The pencil, the snail and the Taoiseach

Dear sir - Our Taoiseach seems to think little of the humble pencil or indeed of people admitting that they are wrong and changing their minds.

Last week in the Dáil he made the astounding statement that our "silly old system is outdated" that we should "correct the software and move forward" and that we are a "laughing stock with our silly old pencils".

Last year he also referred to pencils as the Irish Times said: 'In what could only be taken as a reference to the Kildare bypass - where a rare snail's habitat was discovered, and the proposed M3 in Co. Meath which passes through an area of significant archaeology - Mr. Ahern said: "in other countries they just get on with things. If you take a pencil and account for things like snails and archaeology you will never do anything". (Tim O'Brien, Irish Times, September 30 2005).

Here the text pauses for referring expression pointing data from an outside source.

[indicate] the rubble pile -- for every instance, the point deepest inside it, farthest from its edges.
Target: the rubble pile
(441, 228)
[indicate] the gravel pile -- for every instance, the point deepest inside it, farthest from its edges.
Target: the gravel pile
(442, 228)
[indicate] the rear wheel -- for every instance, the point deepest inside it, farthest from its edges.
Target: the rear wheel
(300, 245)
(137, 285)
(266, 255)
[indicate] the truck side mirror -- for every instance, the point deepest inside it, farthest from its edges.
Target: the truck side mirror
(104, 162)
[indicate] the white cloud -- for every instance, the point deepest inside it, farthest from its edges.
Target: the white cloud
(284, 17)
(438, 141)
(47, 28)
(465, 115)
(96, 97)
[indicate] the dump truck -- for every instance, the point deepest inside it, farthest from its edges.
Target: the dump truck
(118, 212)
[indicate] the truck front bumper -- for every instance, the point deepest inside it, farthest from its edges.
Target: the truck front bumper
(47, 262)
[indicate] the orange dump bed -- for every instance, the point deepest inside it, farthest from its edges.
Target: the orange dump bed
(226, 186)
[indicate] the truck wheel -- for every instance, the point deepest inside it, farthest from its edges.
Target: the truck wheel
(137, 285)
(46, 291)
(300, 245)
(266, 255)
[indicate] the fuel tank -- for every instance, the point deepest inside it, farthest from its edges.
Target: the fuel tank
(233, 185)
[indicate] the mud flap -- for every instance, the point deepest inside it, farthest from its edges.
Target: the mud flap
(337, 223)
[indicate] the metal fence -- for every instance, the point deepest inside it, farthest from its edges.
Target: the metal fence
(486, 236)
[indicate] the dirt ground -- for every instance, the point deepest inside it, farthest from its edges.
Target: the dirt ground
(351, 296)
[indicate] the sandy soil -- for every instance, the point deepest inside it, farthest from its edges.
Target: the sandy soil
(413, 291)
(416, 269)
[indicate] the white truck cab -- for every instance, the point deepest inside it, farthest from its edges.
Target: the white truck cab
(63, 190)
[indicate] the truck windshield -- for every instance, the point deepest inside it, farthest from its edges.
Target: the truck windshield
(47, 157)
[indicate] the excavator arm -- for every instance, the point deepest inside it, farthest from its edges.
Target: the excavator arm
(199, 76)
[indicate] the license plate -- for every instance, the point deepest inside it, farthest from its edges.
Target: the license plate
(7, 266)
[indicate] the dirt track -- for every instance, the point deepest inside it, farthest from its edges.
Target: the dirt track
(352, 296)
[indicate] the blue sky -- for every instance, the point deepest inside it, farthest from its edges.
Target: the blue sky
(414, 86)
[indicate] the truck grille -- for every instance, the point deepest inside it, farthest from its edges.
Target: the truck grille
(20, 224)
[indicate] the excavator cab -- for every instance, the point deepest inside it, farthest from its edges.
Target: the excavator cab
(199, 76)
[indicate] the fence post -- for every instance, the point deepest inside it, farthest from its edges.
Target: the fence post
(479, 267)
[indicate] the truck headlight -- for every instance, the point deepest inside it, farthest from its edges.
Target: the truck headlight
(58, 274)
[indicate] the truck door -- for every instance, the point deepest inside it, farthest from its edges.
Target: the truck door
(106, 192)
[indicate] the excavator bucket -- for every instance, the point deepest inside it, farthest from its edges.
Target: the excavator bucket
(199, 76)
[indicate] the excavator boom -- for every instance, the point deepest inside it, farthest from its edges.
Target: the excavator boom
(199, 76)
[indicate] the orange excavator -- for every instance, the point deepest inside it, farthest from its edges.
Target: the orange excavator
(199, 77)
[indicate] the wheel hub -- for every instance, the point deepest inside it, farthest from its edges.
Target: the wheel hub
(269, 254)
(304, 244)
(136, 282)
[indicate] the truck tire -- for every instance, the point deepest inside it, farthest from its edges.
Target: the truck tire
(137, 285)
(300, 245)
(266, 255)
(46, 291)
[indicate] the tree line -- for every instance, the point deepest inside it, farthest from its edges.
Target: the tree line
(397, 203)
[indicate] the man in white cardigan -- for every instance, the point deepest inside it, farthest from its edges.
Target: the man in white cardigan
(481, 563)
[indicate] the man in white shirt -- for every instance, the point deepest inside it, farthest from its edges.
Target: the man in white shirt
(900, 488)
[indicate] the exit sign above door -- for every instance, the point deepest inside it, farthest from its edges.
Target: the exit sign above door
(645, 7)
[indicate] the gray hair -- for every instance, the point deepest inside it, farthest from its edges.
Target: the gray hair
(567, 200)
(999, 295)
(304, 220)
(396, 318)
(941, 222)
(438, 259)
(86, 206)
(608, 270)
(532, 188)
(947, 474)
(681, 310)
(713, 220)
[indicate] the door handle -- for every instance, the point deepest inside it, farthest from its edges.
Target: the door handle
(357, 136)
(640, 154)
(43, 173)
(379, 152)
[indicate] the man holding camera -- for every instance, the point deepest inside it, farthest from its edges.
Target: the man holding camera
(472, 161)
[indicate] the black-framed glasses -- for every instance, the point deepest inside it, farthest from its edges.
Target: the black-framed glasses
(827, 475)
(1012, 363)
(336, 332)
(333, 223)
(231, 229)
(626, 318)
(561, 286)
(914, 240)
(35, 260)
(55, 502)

If someone did use a pencil for the route of the M3 it must have been late at night on the back of an envelope in a pub, the pencil then slipped and the route to be most avoided was chosen by mistake. There is no other explanation for such an idiotic route - or is there?

Our Taoiseach also faulted the opposition for changing their minds on the issue of electronic voting, unlike him they had the sense to listen to the experts.

Finally, in other countries they do not "just get on with things" - in Gran Canaria when the route of a major highway unearthed a Guanche graveyard containing 1,000 skulls the Spanish government moved the road.

This government should put its hands up and admit that a monumental planning mistake has been made or put their trust in those great voting machines and hold an e-referendum on the round-the-bend route of the M3.

Dr. Muireann Ní Bhrolcháin

© The Meath Chronicle, 4th. November 2006.